白城眠和几个商业合作伙伴还在自己家里的麻将室里打麻将,困意上来了,摸牌都有点看不清了。
屋门无声无息打开,冷风吹得他一个激灵,不耐烦让人过去关门。
没过多久,门又无声无息大开,疾风携雨落了他一身。
“见鬼了。”白城眠站起来,走过去正想狠狠一脚踹在门上,忽然看到门外站着一个人。
黑衣黑伞,手握禅珠,满身风雨。
“江爷,这么大雨,您怎么来了。”白城眠年近五十,看到江暗年,也是恭恭敬敬称一声江爷。
江暗年收伞不语,一身寒气进了屋。麻将桌边的都是苏城行业翘楚,都认得他,连忙站起来。
楼上人听到自己父亲的说话声音,不可置信地从楼梯上走下来打招呼:“江哥,怎么来了也不给我发个消息。

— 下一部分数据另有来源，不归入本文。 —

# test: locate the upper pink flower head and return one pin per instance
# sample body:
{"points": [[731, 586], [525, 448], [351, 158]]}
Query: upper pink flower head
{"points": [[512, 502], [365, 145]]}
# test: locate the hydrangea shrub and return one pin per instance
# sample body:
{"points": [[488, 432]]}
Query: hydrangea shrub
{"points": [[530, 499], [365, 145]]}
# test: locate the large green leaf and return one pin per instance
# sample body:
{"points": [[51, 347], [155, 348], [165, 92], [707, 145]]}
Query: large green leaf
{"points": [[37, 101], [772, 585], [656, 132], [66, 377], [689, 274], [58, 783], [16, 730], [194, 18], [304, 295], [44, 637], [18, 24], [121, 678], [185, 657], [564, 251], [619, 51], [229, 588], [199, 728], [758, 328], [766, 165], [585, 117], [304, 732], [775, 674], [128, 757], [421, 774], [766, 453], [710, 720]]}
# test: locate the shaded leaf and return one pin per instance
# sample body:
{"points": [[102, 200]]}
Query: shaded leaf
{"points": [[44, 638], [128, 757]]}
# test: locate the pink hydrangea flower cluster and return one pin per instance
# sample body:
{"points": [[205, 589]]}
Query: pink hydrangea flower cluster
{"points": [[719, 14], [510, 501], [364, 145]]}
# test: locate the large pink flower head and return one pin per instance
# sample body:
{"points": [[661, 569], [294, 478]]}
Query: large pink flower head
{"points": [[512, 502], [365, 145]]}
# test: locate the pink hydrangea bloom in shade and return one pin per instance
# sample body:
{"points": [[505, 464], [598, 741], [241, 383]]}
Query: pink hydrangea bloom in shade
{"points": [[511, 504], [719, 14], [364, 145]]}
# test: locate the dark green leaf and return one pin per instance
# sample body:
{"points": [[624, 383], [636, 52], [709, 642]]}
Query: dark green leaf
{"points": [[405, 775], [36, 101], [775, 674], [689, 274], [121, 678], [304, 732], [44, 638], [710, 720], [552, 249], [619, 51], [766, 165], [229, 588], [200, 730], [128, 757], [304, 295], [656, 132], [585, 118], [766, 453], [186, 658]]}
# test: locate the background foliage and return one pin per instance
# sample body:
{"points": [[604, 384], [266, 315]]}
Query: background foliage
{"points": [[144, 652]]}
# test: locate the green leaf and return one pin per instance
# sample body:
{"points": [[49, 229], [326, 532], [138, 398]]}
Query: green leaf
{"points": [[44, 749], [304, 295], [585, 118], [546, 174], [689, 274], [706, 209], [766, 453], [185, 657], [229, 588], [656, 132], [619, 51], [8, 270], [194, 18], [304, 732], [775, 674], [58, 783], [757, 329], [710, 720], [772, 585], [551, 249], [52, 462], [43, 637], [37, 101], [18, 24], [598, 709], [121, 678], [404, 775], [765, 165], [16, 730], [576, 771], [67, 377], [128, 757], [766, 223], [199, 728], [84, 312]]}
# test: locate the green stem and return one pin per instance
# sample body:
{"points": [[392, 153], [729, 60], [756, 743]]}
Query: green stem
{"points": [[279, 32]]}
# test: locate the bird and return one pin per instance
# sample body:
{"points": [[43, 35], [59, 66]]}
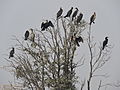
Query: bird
{"points": [[26, 35], [32, 35], [75, 13], [79, 18], [69, 13], [105, 43], [79, 39], [59, 13], [92, 18], [12, 52], [50, 24], [46, 25]]}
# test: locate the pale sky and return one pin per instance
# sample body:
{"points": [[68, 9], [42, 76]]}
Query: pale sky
{"points": [[18, 15]]}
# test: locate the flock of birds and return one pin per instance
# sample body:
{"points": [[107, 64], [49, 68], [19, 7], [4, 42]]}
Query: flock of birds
{"points": [[45, 25]]}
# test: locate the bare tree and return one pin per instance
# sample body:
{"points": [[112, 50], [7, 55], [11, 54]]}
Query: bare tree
{"points": [[48, 61]]}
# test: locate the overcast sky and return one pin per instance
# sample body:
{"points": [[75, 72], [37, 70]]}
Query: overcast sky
{"points": [[18, 15]]}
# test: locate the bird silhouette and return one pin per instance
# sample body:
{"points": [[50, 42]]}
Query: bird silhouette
{"points": [[46, 24], [59, 13], [69, 13], [92, 18], [105, 43], [26, 35], [75, 13], [79, 39], [32, 35], [79, 18], [12, 52], [50, 24]]}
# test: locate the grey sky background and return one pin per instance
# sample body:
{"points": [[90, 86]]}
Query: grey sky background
{"points": [[16, 16]]}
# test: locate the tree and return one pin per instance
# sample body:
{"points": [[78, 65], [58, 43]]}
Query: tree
{"points": [[49, 59]]}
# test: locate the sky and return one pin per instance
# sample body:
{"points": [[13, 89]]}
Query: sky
{"points": [[16, 16]]}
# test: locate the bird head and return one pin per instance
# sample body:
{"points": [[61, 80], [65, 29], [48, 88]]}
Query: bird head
{"points": [[31, 29], [106, 37], [76, 8], [60, 8], [12, 48], [94, 13]]}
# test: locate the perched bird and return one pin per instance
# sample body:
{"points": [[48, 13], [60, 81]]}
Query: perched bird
{"points": [[75, 13], [59, 13], [51, 24], [79, 18], [32, 35], [46, 25], [79, 39], [69, 13], [12, 52], [105, 43], [92, 18], [26, 35]]}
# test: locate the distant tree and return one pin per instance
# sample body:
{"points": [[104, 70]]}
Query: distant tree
{"points": [[48, 59]]}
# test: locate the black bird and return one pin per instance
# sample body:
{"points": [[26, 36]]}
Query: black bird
{"points": [[79, 18], [105, 43], [79, 39], [51, 24], [32, 35], [59, 13], [69, 13], [26, 35], [92, 18], [75, 13], [46, 25], [12, 53]]}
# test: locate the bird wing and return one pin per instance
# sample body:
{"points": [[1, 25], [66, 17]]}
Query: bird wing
{"points": [[42, 24], [51, 24]]}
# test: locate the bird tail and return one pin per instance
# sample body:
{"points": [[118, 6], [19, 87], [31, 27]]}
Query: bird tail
{"points": [[72, 18], [90, 23], [25, 39], [65, 16], [103, 48]]}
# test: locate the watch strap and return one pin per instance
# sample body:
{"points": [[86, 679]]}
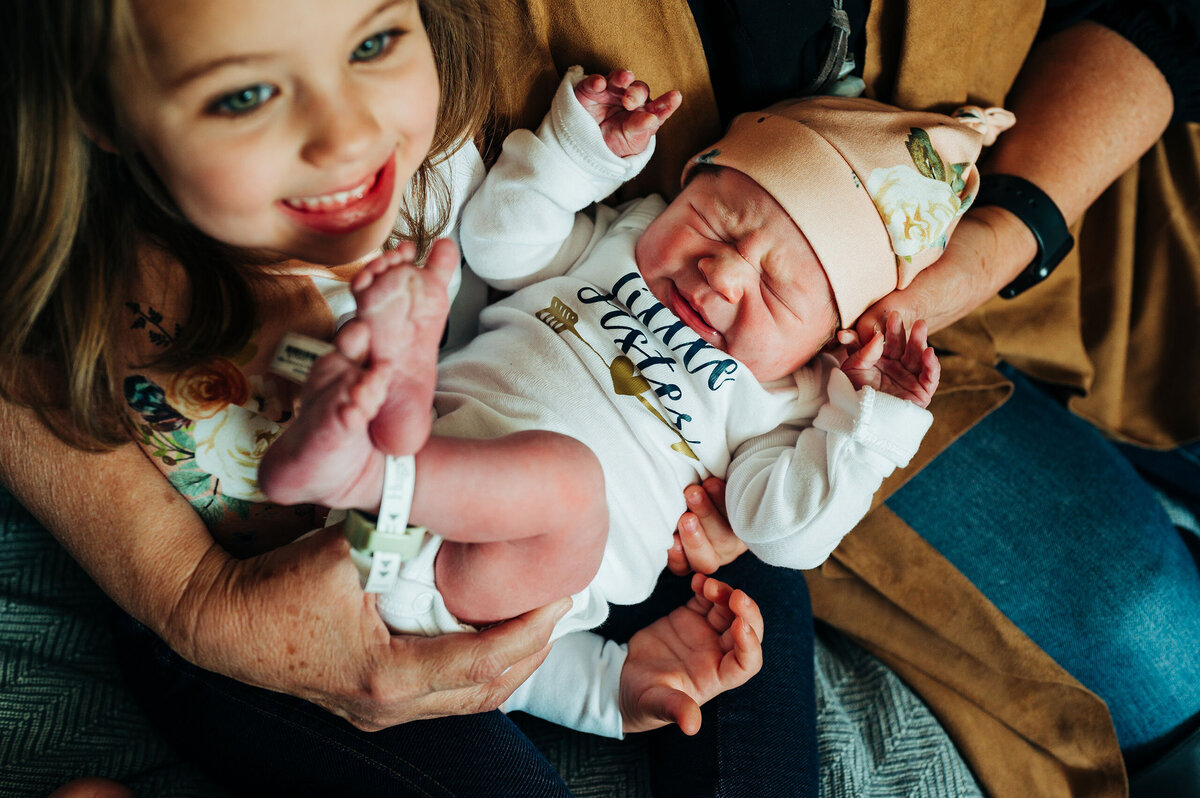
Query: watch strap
{"points": [[1038, 213]]}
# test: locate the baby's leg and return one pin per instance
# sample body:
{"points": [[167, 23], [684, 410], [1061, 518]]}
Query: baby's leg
{"points": [[325, 455], [525, 520], [406, 310]]}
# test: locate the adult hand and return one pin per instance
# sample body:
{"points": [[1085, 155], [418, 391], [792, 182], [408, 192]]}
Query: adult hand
{"points": [[297, 621], [988, 249], [703, 540], [1089, 103]]}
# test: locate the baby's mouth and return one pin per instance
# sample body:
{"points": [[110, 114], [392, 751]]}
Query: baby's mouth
{"points": [[690, 316]]}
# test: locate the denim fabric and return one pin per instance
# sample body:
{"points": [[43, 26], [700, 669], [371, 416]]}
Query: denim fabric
{"points": [[757, 741], [760, 739], [261, 743], [1057, 529]]}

”
两人小时候常在一起玩,要是没有当年那一出岔子,倒也是关系挺好的青梅竹马。
女人手里握着的那张设计稿不经意间飘落在他脚边。
白以蓝连忙跑下楼边捡边笑,打趣道:“怎么连设计稿看到江设计师都害怕啊。”
他不为所动移开脚。对方穿着的裙子领口开得低,一蹲下去几乎走光,能看见半个肩,惹得他皱眉后退几步,转过头。

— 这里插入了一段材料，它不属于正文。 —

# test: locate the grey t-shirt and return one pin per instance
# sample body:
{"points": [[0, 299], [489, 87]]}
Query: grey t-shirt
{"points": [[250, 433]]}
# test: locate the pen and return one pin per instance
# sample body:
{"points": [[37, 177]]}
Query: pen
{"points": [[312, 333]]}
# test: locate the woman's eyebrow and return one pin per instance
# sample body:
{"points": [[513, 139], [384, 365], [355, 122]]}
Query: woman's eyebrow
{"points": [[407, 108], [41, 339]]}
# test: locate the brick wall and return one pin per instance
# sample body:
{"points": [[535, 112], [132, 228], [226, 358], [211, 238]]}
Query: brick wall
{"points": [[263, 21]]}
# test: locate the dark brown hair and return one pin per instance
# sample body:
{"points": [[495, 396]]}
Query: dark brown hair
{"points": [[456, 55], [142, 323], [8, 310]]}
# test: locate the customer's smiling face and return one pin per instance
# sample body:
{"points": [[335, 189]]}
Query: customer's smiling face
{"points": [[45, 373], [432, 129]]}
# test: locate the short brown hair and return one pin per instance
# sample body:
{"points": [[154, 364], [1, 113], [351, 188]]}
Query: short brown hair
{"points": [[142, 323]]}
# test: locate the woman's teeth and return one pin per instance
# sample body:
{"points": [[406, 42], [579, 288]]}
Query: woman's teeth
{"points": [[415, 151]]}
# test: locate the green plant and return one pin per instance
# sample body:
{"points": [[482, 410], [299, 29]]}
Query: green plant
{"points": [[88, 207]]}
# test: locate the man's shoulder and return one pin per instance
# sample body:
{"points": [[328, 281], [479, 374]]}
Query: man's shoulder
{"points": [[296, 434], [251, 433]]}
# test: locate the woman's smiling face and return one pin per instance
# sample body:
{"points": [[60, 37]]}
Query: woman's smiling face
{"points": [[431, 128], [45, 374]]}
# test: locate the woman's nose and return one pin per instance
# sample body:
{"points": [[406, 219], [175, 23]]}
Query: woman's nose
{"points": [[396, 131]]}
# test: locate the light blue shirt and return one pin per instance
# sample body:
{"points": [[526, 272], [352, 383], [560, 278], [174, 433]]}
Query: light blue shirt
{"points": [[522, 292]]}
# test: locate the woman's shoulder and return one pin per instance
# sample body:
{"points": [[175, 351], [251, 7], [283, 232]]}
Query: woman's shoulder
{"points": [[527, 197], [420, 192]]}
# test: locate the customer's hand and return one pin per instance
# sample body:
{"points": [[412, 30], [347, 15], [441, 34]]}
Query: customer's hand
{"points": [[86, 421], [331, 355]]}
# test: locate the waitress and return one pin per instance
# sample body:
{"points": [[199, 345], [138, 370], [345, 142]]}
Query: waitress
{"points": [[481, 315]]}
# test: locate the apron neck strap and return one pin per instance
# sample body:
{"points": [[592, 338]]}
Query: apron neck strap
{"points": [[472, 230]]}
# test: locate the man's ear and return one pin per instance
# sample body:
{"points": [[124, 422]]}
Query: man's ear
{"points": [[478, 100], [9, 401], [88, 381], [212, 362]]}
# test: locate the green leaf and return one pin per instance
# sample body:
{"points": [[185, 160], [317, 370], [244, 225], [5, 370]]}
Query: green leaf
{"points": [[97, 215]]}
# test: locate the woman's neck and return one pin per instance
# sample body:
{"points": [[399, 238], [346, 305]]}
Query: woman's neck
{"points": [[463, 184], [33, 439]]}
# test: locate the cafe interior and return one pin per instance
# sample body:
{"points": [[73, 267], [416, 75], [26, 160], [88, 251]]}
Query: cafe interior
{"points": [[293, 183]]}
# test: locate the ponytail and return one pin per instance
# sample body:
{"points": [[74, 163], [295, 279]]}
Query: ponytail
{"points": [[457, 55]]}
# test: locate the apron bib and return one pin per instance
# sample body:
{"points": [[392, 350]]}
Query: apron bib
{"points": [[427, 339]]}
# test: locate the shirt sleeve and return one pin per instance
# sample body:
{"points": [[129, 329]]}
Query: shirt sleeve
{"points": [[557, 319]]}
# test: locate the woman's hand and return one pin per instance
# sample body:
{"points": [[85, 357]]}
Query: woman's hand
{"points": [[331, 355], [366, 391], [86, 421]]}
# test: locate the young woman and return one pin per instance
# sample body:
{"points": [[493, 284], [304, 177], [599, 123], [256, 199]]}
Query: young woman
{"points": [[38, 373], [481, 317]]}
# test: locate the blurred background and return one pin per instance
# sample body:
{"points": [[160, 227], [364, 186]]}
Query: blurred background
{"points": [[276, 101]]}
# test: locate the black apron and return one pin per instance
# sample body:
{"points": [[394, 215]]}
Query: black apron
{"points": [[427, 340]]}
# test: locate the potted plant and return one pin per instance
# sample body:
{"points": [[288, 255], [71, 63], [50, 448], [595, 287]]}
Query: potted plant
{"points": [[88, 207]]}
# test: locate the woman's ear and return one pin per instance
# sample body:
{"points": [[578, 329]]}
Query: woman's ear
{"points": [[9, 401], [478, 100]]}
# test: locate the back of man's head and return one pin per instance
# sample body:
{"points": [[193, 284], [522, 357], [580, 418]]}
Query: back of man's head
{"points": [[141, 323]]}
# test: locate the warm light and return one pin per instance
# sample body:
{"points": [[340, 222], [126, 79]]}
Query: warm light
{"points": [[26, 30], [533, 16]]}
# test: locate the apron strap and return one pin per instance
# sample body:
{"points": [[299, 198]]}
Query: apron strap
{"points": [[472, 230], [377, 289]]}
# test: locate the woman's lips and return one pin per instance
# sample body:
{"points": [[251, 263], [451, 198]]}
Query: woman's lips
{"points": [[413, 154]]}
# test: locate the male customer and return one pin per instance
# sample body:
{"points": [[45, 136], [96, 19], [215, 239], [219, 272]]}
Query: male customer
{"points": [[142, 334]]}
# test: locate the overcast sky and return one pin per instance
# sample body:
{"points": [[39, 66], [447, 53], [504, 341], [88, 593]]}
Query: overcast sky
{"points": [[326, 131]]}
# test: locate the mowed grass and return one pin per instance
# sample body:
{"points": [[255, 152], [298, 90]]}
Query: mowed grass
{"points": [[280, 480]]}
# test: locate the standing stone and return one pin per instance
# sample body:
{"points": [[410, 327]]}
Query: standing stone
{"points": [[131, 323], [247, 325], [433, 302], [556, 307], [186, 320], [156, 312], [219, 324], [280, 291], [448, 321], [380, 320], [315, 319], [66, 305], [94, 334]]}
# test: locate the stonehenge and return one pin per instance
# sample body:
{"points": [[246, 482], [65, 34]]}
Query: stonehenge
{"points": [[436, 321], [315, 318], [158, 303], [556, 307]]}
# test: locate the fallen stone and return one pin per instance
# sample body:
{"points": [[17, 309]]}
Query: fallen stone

“你看看我最近的水平怎么样。”白以蓝把那张设计稿递过来。
白纸是新的。上面画着的正是一件大红旗袍。
“挺好。”
听不出江暗年什么情绪。
“江爷,来一局?”白城眠心直跳,硬着头皮上去陪着笑。
对方似笑非笑,骨节分明的手摸过四个人进行到一半的牌局,在这短短几十秒里,在场所有人各自心怀鬼胎,只觉度日如年。
“不了,都不是好牌。”江暗年背对光影,话语凉薄。
白城眠心里有鬼,讪讪一笑:“江爷这话说得,还没结束,怎么知道是不是好牌。”
那双凤眼瞄了他一眼,什么都没说。
男人走后,白以蓝才长舒一口气,心有余悸围走到一楼跟坐在麻将桌前的父亲说话:“我刚故意给他看了。他认不出来,应该是从没见过。”

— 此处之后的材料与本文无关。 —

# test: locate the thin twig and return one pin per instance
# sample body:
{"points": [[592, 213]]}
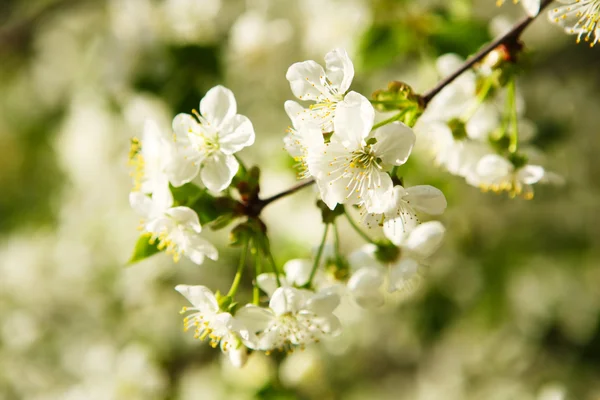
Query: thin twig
{"points": [[510, 36]]}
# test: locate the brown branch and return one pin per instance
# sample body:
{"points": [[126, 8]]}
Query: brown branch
{"points": [[510, 37]]}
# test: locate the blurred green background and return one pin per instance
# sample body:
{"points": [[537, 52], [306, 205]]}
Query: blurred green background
{"points": [[509, 309]]}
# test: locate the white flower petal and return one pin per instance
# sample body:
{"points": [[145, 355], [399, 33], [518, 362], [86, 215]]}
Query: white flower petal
{"points": [[197, 248], [253, 318], [238, 356], [532, 7], [394, 143], [365, 286], [424, 239], [396, 229], [427, 199], [295, 112], [218, 106], [218, 171], [492, 167], [183, 125], [236, 133], [267, 282], [379, 194], [402, 272], [141, 203], [305, 80], [353, 120], [201, 297], [340, 70], [323, 303], [285, 299], [185, 216]]}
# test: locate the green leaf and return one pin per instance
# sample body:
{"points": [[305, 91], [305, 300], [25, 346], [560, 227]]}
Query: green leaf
{"points": [[143, 249]]}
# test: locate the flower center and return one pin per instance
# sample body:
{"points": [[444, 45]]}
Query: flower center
{"points": [[203, 326], [137, 163], [206, 139], [588, 22]]}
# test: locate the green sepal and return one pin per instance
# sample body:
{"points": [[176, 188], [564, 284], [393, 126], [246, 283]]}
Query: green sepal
{"points": [[338, 267], [143, 249], [387, 252], [399, 96], [329, 215], [518, 160]]}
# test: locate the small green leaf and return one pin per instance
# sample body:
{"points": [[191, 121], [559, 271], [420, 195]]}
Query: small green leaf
{"points": [[143, 249]]}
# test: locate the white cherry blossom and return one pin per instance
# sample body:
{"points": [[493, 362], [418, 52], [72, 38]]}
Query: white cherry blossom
{"points": [[209, 141], [209, 322], [303, 135], [406, 202], [498, 174], [294, 318], [578, 17], [177, 229], [367, 282], [151, 159], [325, 87], [352, 168]]}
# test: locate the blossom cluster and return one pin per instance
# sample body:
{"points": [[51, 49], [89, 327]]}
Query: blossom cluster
{"points": [[354, 162], [473, 127], [576, 17]]}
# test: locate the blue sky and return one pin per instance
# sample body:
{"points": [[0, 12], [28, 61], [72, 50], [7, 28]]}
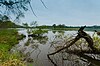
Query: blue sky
{"points": [[68, 12]]}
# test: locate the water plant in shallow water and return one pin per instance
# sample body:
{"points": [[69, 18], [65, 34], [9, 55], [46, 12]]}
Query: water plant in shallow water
{"points": [[8, 38]]}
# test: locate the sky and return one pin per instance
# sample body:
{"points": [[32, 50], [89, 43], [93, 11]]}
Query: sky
{"points": [[68, 12]]}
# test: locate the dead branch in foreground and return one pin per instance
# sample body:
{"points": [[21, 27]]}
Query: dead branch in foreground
{"points": [[81, 34]]}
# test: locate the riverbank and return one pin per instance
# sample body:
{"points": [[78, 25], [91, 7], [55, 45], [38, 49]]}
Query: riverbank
{"points": [[9, 38]]}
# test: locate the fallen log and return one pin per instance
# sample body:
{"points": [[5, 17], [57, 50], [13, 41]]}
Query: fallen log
{"points": [[81, 34]]}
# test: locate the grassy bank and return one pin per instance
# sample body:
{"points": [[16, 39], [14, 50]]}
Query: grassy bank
{"points": [[8, 38]]}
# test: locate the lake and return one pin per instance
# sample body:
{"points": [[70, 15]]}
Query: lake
{"points": [[36, 49]]}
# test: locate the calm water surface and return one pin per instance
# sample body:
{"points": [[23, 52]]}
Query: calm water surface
{"points": [[38, 48]]}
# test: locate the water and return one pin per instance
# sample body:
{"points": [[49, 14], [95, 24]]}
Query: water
{"points": [[38, 48]]}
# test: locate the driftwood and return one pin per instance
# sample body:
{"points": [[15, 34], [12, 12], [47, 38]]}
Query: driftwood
{"points": [[81, 34]]}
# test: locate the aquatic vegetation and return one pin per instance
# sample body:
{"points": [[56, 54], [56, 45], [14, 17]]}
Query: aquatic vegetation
{"points": [[39, 31], [8, 38]]}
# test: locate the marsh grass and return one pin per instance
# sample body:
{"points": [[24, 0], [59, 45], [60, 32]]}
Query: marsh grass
{"points": [[8, 38]]}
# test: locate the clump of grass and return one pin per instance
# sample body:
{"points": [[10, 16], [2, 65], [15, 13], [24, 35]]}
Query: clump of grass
{"points": [[40, 31], [8, 38]]}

“认出来了又怎么样,人都已经死了,死无对证。”白城眠冷哼一声,“她当年吩咐你去烧的东西,你不也没照做偷偷留下来了,现在你手里差不多有几千张了吧,足够你扬名了。”
雨声淅淅沥沥难止,窗外夜鸟落断枝一声声凄啼,麻将桌上放着四块西风。